Da sehe ich, wie eine grauhaarige Alte mit ihrem Rollator über die Pflastersteine heranrollt: Es ist unsere alte Nachbarin, die mich bei der Pflege meiner Mutter bis zum Ende unterstützt hat. Hanne lebt! Hanne ist gesund! Erleichterung lässt meinen Atem weit und tief werden. Ich hatte mir Sorgen um sie gemacht.

Und da drüben, wer kommt da auf dem blauen Fahrrad auf uns zu? Es ist Mutters frühere Kollegin, auch sie ist auf dem Weg zum Grab. „Zu ihrem Geburtstag gab’s immer Kartoffelsalat mit Würstchen. Ach, wir hatten so viel Spaß mit Deiner Mutter“. Mittlerweile ist mein Herz ganz warm, mein Bauch auch, eine großer warmer Ozean in mir, der kann noch mehr aufnehmen.

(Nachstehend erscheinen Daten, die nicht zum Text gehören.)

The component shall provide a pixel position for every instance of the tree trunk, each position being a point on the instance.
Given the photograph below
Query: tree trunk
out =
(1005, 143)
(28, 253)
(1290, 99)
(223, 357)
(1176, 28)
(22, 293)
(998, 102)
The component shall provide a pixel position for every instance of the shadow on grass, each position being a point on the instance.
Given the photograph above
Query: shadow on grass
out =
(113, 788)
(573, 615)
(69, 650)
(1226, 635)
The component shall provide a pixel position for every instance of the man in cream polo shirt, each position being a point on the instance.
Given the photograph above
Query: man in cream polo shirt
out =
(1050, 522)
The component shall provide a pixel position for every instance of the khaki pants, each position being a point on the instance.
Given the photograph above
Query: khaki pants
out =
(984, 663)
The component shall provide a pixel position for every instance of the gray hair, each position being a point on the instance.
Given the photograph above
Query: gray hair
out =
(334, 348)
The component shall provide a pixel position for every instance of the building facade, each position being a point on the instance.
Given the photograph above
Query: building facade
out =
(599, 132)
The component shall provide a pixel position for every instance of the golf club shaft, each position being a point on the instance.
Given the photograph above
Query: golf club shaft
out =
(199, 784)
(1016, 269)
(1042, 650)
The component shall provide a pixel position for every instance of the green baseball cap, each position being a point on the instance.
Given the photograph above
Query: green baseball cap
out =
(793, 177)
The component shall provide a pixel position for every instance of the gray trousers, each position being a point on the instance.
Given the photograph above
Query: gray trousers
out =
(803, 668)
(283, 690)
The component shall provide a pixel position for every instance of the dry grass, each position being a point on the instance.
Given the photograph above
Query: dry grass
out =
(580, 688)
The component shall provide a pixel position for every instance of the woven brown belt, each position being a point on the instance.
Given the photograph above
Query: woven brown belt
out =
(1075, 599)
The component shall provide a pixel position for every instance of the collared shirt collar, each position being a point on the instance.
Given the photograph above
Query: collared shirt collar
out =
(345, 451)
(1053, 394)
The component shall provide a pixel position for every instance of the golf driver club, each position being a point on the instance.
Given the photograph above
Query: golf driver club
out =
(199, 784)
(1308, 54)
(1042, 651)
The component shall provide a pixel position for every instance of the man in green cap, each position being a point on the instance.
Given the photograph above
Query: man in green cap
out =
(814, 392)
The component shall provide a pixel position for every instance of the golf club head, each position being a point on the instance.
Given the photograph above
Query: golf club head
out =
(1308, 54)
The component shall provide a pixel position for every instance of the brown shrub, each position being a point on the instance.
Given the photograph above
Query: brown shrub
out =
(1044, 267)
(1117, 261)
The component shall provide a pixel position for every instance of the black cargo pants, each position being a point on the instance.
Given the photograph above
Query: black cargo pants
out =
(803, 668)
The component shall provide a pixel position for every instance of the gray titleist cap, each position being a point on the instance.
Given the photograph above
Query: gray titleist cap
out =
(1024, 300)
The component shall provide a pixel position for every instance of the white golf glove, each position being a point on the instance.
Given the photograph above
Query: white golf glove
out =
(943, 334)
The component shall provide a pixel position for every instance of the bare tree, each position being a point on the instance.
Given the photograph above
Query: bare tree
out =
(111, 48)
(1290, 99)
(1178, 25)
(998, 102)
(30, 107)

Da kommen noch zwei Bekannte, meine erste Mathelehrerin und mein Grundschul-Direktor. Jetzt fehlt nur noch ein Kaffee-Stand mitten auf dem Friedhof. An dem von einem unbekannten Engel gepflegten Grab teilen wir schöne, dankbare, liebevolle, lustige Erinnerungen an meine Mutter.

Zu sagen, meine Mutter und ich hätten eine komplizierte Beziehung gehabt, ist untertrieben. Doch jetzt fühle ich, wie Liebe, Geborgenheit und Dankbarkeit in jede Zelle strahlen – und aus mir heraus: Ich stelle mir lächelnd vor, dass ich wie eine Weihnachtskerze leuchte.“

Jetzt dürft Ihr loslegen:

Atmet ein paarmal bewusst ein und aus und lasst vor Eurem inneren Auge eine Szene auftauchen, in der Ihr Dankbarkeit, Freude, Liebe oder ein anderes gutes Gefühl hattet. Dann beschreibt mit allen Sinnen, wie es dazu kam und wie sich die Emotionen anfühlten. Sieben Minuten sind ein guter Rahmen. Und Ihr dürft natürlich länger schreiben, wenn Ihr möchtet.